Senior Member Technical Staff (SMTS) - Cloud Ops

Cloud Platform Development [US]Technology Training Palo Alto, California


Description

 

Job Description

 

Designation: Senior Member Technical Staff (SMTS) - Cloud Ops

Reports to: Engineering Manager

Team: Cloud Operations

Experience: 3 years or more

Education: BS in Computer Science or equivalent

Certifications: Preferably AWS certifications or equivalent certifications

 

MetricStream is simplifying Governance, Risk, and Compliance (GRC) for modern and digital enterprises. Our market-leading GRC Applications, enable organizations to strengthen risk management, regulatory compliance, vendor governance, and quality management while driving business performance. 

MetricStream is leading the way in enabling companies to deploy GRC applications on the cloud. Built on state-of-the-art virtualization and containerization technologies, the MetricStream GRC Cloud is a fast and easy way for customers to have GRC applications up and running with optimal reliability, security, and scalability (https://www.metricstream.com/technology/grc-cloud.htm).
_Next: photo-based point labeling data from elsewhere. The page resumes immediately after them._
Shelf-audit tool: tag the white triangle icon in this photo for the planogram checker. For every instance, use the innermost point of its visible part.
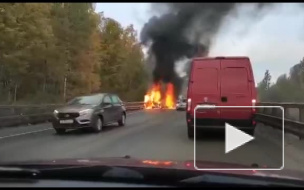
(235, 138)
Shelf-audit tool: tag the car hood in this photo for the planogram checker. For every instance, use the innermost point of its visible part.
(170, 164)
(74, 108)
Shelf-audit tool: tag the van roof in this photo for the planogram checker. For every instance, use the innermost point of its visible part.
(221, 57)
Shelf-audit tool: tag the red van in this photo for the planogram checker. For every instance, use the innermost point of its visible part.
(221, 81)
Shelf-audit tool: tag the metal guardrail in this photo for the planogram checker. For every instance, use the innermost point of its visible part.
(293, 117)
(33, 114)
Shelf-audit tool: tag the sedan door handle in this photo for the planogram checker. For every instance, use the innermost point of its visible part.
(224, 99)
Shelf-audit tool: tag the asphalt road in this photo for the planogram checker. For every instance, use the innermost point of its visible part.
(149, 134)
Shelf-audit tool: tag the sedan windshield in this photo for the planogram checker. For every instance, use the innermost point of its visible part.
(86, 100)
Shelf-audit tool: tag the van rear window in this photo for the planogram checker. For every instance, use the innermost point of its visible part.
(234, 80)
(205, 80)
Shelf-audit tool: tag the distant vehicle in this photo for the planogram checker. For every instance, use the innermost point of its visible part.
(221, 81)
(181, 104)
(92, 111)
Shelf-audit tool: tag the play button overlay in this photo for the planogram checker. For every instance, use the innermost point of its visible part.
(236, 143)
(235, 138)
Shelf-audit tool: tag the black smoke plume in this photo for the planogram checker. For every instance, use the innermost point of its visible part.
(185, 30)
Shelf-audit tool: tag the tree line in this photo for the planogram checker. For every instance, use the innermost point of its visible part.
(286, 89)
(52, 52)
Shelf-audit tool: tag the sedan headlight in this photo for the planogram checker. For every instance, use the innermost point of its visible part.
(85, 112)
(55, 113)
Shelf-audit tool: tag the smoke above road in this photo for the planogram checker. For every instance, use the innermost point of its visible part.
(184, 30)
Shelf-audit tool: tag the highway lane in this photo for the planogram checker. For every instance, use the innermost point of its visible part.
(150, 134)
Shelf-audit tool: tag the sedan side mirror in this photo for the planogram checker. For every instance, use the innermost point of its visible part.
(106, 104)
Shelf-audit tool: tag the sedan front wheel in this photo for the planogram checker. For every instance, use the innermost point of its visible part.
(122, 121)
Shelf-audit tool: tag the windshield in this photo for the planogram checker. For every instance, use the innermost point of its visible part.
(89, 100)
(175, 82)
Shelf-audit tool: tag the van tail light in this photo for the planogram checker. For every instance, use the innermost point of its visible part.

Cloud Operations team is responsible for the day-to-day operations and end-to-end delivery of GRC applications in MetricStream Cloud.

 

Mandatory Skills:

  • Strong understanding of n-tier web architecture.
  • Experience with provisioning and managing compute infrastructure in Public cloud (e.g. AWS, GCP, Azure)
  • Hands on experience with Dockers, Kubernetes and related containerization technologies
  • Experience in writing scripts (e.g. Python, Shell, PowerShell, Perl) for automating tasks
  • Debugging skills in Linux & Windows on Apache Web servers, Tomcat Servers and Databases
  • Must have strong personal initiative and demonstrated capability to work with little management oversight
  • Possesses the ability to work with diverse, integrated, deliverable-driven teams to accomplish the larger mission

Preferred Skills:

  • Have an outstanding attitude and a desire to ensure customer success
  • Good understanding/knowledge of ITIL/ITSM processes
  • Experience in managing & monitoring applications on the cloud on a 24x7 basis, Site Reliability engineering
  • Strong comprehension, problem solving & troubleshooting, analytical and consultative skill.
  • Strong written and oral communication skills.
  • Knowledge of dependent services such as Directory services, certificate management  services

 

 

Roles & Responsibility:

  • Provision GRC Application instances in MetricStream Cloud using MetricStream’s deployment methodologies that are built on containerization technologies
  • Monitor & manage applications & services on MetricStream Cloud to meet uptime SLAs
  • Work to quickly resolve incidents, perform root cause analysis and implement solutions to prevent recurrence of similar incidents in the future
  • Build automation scripts to deploy, patch, update software across all GRC application instances in MetricStream Cloud
  • Perform diagnostic analysis and tune the environment (at the Web, Application and Database layer)
  • Analyze runtime logs and Thread/heap dumps (Java heap and/or thread dumps, GC logs etc.) as part of tuning and problem determination
  • Work closely with Professional services team and support staff members as needed.